Une balade à pas pressés
Pour accéder à la Maison des arts de Saint-Herblain, située dans la banlieue ouest de Nantes, il faut prendre un tram. Tout le long du parcours, le gris du ciel se confond avec celui des façades. La ville est morose en cet après-midi de janvier. Les gens se pressent. Impossible de flâner, de se balader, de se laisser séduire par la belle architecture des maisons cossues des anciens armateurs, des négriers, le couvre-feu à 18 heures oblige à rationaliser son temps. Au pas de courses, hommes, femmes, enfants se pressent, sans regarder alentour. Au loin, une structure de bronze doré apparait. C’est notre point de chute. Accueillant dess enfants pour des activités culturelles, l’endroit, qui respecte à la lettre les restrictions sanitaires, ne semble pas connaître la crise. C’est joyeux, vivant.
Portrait(s) de femme(s)
Non loin de l’escalier habillé d’énorme crayons de couleurs, un petit nombre de programmateurs, de diffuseurs, de journalistes attendent de rentrer en salle. Au programme de cette première journée particulière, trois histoires de femmes. Dans Après Alien, Pauline tremblay se raconte à travers la célèbre quadrilogie de science-fiction, qui a fait de Sigourney Weaver, une icône. Marion Uguen invoque dans une danse transcendantale impulsée par sa méthode C.O.A ses ancêtres amphibiens. Enfin, l’artiste polonaise Ola Maciejewska revisite la fameuse Dancing dresse de Loïe Fuller.
Une héroïne, une soldate
Suspendue à un câble, Pauline Tremblay apparait par flash. Le corps flottant, elle se rapproche dangereusement de la salle. Figure féminine dans une tenue de pilote militaire, qui gomme les courbes de son corps, elle est Ripley, dernier espoir pour sauver l’humanité. S’inspirant de l’ouvrage d’Olivia Rosenthal, Toutes les femmes sont des aliens (éditions Verticales, 2016), la chorégraphe, performeuse et danseuse, formée au Conservatoire National de Région de Nantes en danse classique et contemporaine, revisite l’héroïne d’Alien pour mieux parler de la place de la femme dans nos sociétés et surligner le regard encore et toujours très suspicieux que porte le monde sur la gente féminine, cet être en qui on ne peut avoir confiance. Enchaînant les parallèles avec sa vie, les choix stratégiques de la femme soldate, elle construit son argumentaire féministe entre danse, acrobatie et théâtre. Le futur de l’humanité n’est-il pas intrinsèquement lié aux mutations, aux transformations profondes initiées par les femmes, ces aliens en puissance ?
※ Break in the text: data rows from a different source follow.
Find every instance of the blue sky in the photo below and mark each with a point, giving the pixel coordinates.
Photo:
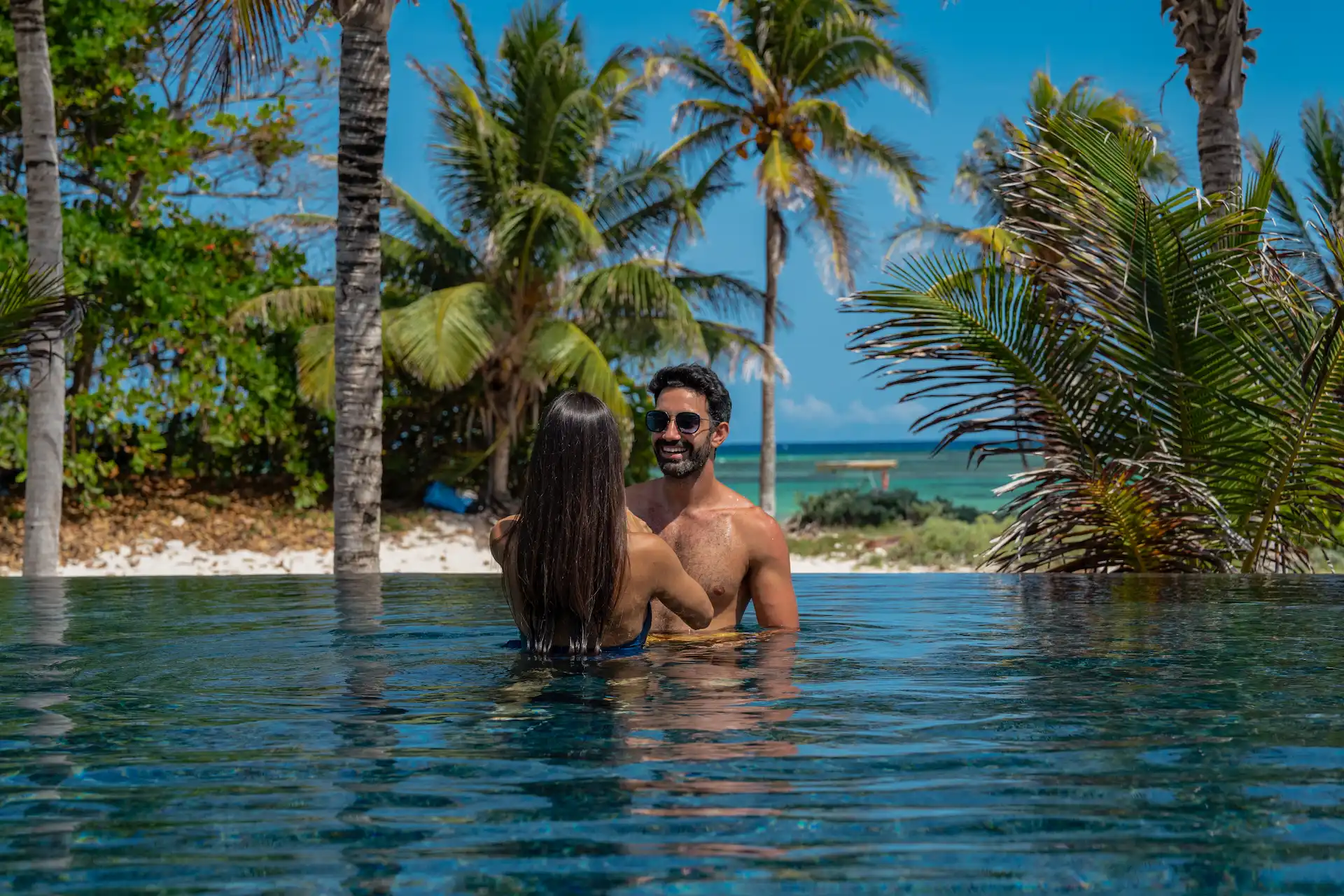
(981, 55)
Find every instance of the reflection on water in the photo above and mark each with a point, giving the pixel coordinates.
(45, 839)
(929, 734)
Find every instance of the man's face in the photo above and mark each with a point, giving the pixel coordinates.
(679, 453)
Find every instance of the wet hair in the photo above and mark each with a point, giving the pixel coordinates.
(699, 379)
(569, 545)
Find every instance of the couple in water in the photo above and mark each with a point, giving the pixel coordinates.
(592, 567)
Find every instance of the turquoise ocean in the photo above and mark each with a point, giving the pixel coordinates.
(945, 476)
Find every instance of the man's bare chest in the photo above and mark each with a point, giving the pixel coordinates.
(710, 554)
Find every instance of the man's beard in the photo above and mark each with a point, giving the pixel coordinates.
(692, 461)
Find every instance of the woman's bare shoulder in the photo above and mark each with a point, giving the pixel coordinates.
(500, 532)
(647, 548)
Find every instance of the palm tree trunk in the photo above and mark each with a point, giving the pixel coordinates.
(773, 264)
(358, 481)
(1219, 148)
(48, 372)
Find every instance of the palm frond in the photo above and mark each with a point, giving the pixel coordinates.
(565, 354)
(318, 365)
(233, 41)
(444, 337)
(34, 309)
(286, 308)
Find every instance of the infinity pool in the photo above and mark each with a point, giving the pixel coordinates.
(924, 734)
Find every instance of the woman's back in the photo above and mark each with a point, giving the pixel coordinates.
(651, 573)
(578, 571)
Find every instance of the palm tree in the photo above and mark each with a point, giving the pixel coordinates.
(245, 39)
(769, 83)
(48, 374)
(34, 312)
(1174, 374)
(1214, 38)
(993, 159)
(552, 267)
(1308, 227)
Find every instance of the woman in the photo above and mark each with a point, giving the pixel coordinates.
(580, 570)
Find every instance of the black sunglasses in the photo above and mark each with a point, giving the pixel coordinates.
(687, 422)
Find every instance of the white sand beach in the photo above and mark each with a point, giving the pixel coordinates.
(441, 548)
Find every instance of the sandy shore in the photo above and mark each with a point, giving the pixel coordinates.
(440, 548)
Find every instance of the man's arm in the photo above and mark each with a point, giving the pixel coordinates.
(772, 580)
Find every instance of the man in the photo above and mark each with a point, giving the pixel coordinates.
(727, 545)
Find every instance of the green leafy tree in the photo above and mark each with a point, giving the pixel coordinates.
(993, 159)
(550, 277)
(1308, 229)
(242, 39)
(156, 383)
(769, 83)
(159, 383)
(1174, 375)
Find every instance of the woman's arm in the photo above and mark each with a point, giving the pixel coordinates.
(676, 590)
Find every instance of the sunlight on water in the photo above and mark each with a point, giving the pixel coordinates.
(927, 734)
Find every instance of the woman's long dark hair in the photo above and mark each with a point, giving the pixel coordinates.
(568, 548)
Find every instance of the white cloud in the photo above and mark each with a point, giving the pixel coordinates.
(857, 413)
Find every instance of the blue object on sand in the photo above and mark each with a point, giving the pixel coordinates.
(445, 498)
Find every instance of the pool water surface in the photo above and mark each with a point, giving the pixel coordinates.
(923, 734)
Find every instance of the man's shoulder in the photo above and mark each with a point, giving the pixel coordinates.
(641, 489)
(756, 526)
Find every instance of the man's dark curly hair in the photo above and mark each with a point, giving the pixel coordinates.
(696, 378)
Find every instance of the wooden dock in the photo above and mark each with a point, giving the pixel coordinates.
(883, 466)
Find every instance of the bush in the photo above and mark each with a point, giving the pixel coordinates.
(851, 508)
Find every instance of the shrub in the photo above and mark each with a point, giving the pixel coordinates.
(851, 508)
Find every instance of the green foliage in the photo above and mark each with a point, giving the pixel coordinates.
(993, 160)
(771, 83)
(543, 281)
(1179, 382)
(1310, 230)
(853, 508)
(158, 381)
(939, 543)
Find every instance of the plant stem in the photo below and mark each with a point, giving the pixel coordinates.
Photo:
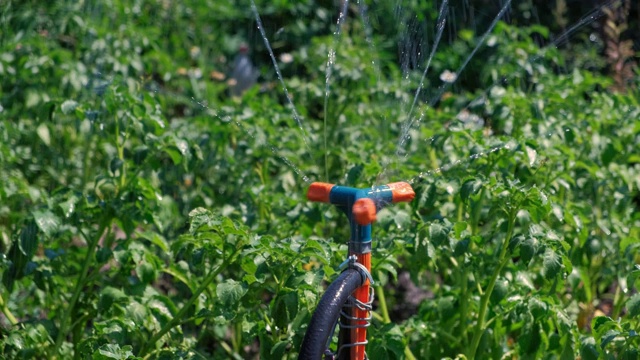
(5, 310)
(176, 320)
(382, 304)
(80, 284)
(484, 301)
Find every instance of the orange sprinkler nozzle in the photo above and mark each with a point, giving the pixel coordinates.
(364, 211)
(402, 192)
(319, 192)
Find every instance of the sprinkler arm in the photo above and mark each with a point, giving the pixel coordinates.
(360, 205)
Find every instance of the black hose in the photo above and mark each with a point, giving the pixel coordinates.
(326, 315)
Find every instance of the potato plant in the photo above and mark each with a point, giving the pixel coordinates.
(146, 214)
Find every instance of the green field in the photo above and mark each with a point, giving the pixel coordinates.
(145, 213)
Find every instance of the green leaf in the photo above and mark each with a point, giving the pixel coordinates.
(69, 206)
(68, 106)
(285, 308)
(633, 305)
(28, 240)
(110, 295)
(46, 221)
(470, 188)
(438, 234)
(43, 133)
(551, 264)
(608, 337)
(230, 292)
(588, 349)
(113, 351)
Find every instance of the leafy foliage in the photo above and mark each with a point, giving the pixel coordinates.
(144, 214)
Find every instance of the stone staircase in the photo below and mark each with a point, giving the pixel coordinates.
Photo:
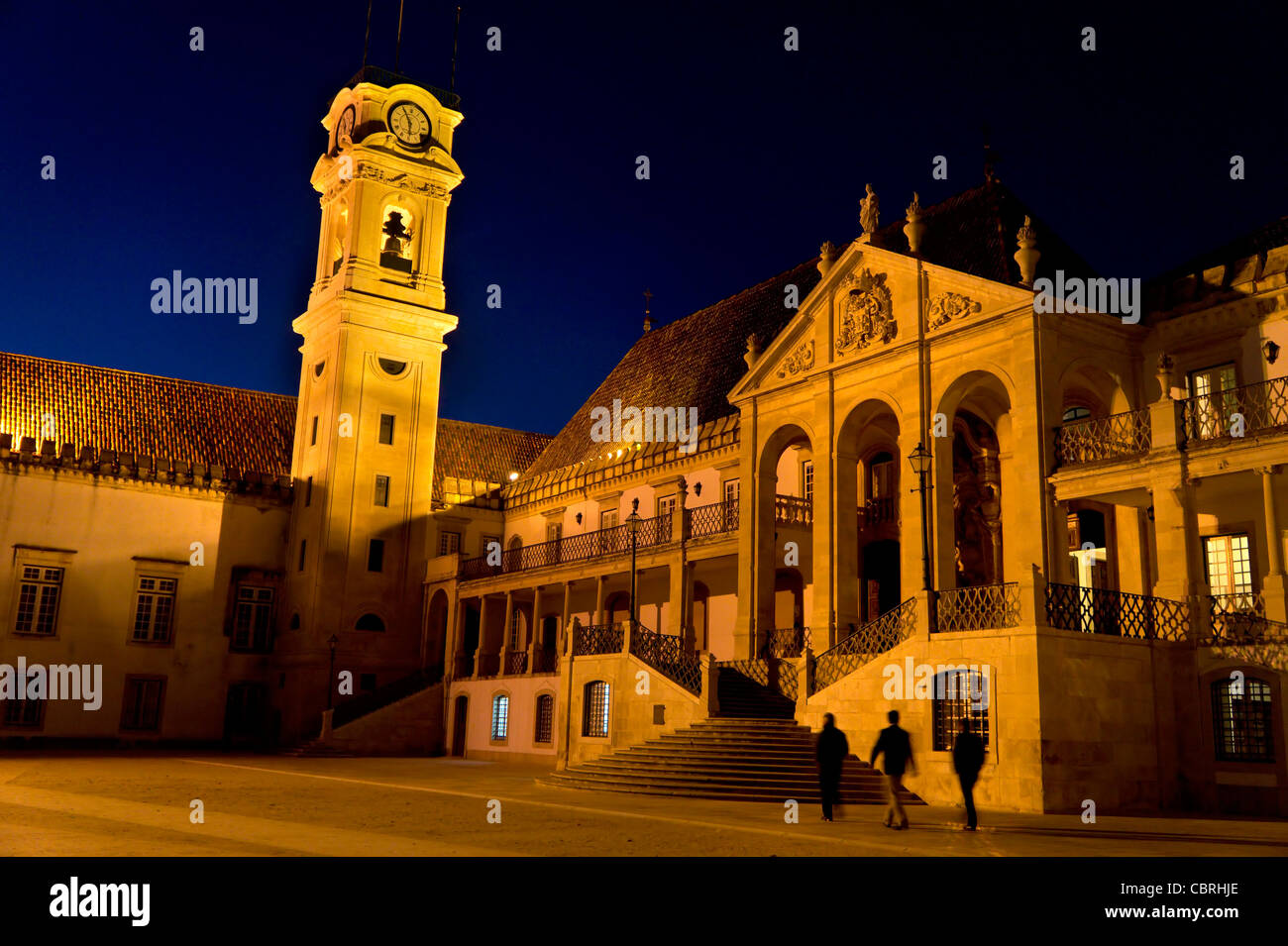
(742, 697)
(735, 758)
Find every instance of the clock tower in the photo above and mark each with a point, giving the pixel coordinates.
(364, 459)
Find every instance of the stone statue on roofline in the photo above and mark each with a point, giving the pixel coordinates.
(868, 211)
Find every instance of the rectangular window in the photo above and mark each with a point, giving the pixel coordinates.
(253, 618)
(730, 490)
(141, 708)
(27, 714)
(39, 593)
(154, 609)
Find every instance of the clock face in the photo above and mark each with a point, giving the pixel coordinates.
(410, 124)
(344, 128)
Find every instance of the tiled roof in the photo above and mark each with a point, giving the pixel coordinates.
(146, 415)
(482, 452)
(974, 232)
(692, 362)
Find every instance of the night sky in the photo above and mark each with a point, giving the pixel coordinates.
(168, 158)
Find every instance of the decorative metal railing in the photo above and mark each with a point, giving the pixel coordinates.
(1240, 618)
(870, 641)
(515, 663)
(1250, 408)
(776, 675)
(876, 511)
(669, 657)
(597, 639)
(1098, 439)
(1106, 611)
(589, 545)
(713, 519)
(791, 510)
(786, 641)
(983, 607)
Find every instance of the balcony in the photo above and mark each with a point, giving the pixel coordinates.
(794, 511)
(700, 521)
(1100, 439)
(1236, 412)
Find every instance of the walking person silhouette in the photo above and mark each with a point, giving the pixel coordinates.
(897, 747)
(829, 749)
(967, 760)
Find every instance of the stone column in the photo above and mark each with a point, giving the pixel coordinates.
(1274, 584)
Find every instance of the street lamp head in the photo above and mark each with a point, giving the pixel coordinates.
(919, 460)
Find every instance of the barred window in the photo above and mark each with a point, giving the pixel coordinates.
(39, 594)
(545, 718)
(24, 713)
(595, 701)
(500, 716)
(141, 709)
(254, 617)
(154, 609)
(952, 703)
(1241, 721)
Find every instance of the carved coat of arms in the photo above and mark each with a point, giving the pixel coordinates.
(866, 313)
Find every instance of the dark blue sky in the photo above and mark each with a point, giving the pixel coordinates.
(168, 158)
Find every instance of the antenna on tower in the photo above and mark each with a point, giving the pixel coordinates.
(456, 33)
(366, 40)
(398, 48)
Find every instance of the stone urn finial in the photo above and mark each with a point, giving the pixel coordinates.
(914, 229)
(1026, 257)
(825, 257)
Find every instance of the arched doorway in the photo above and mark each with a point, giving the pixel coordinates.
(459, 717)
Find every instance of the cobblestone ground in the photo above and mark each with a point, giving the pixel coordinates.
(121, 804)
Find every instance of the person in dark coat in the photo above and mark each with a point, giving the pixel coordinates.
(897, 747)
(967, 760)
(831, 749)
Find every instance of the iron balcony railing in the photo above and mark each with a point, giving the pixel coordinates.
(1236, 411)
(786, 641)
(867, 643)
(589, 545)
(669, 656)
(791, 510)
(713, 519)
(1122, 614)
(982, 607)
(1099, 439)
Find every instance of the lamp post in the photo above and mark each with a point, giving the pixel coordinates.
(330, 680)
(632, 524)
(919, 460)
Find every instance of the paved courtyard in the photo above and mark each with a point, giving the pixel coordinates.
(121, 804)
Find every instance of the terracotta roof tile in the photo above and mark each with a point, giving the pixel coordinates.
(692, 362)
(151, 416)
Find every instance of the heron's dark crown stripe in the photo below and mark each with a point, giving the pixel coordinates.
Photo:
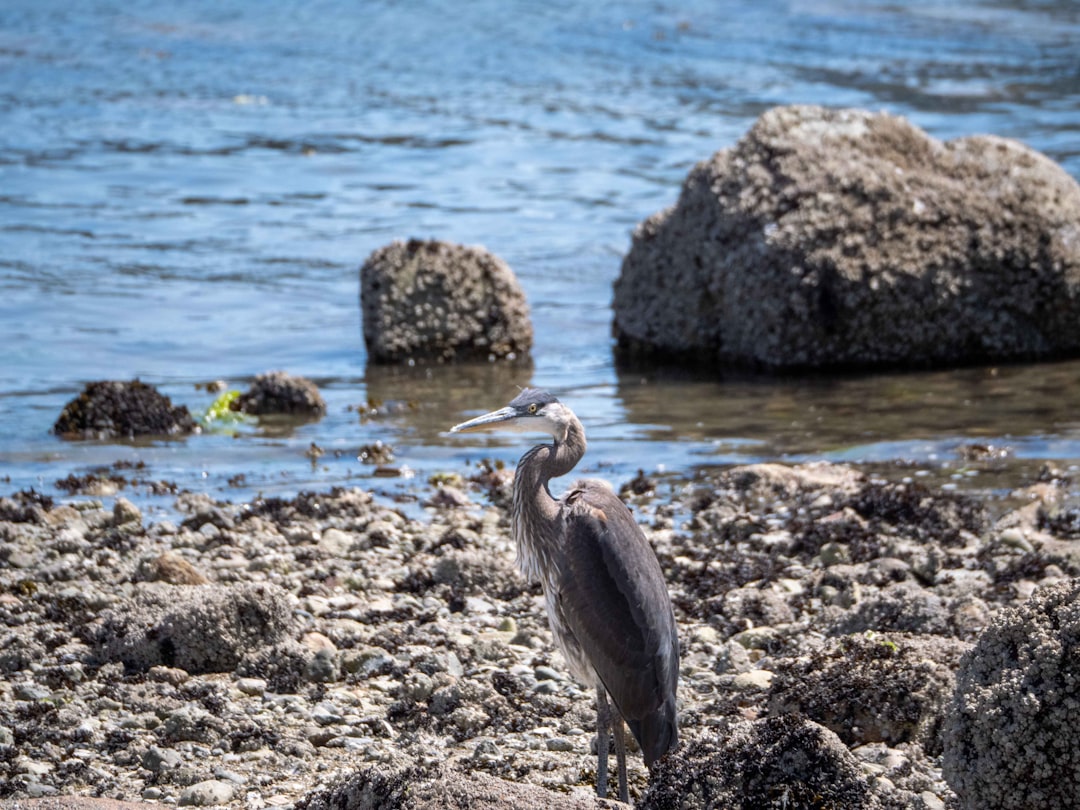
(530, 395)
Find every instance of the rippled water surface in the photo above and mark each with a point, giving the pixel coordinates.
(187, 191)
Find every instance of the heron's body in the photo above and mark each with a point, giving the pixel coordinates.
(607, 602)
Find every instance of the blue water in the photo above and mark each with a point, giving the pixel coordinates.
(187, 191)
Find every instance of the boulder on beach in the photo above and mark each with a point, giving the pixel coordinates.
(113, 409)
(846, 239)
(196, 628)
(1011, 728)
(872, 687)
(778, 761)
(278, 392)
(437, 788)
(432, 301)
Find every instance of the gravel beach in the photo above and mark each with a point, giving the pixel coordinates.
(328, 651)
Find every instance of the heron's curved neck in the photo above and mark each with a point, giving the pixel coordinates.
(536, 513)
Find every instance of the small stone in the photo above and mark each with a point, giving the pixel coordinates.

Les grenouilles pour mieux se ressourcer à la terre
Regard clair, Marion Uguen scrute chaque arrivant dans la salle. Un sourire, un geste, elle prend le temps d’installer une connivence avec son public. Il faut dire que le moment est d’importance, la jeune femme s’apprête à révéler à un petit comité les fondements de la méthode C.O.A., une technique essentielle pour se recentrer, de voir différemment le monde inquiétant qui l’entoure. Clown à ses heures, fine observatrice de nos sociétés contemporaines, la chorégraphe, danseuse, performeuse et autrice, signe un conte décalé entre conférence scientifique et délire granguignolesque. Elle saute et virevolte dans le seul but de révéler la petite grenouille qui se cache en son sein. Aux mots qui se percutent, se conjuguent et s’électrisent, les mouvements viennent ajouter à l’ensemble une dimension follement poétique qui grise et donne la pêche. Concluant son spectacle ovniesque, un brin politique, par une danse tribale, la jeune femme renoue avec la terre, sort de sa coquille et bondit telle une magnifique amphibienne, enfin heureuse.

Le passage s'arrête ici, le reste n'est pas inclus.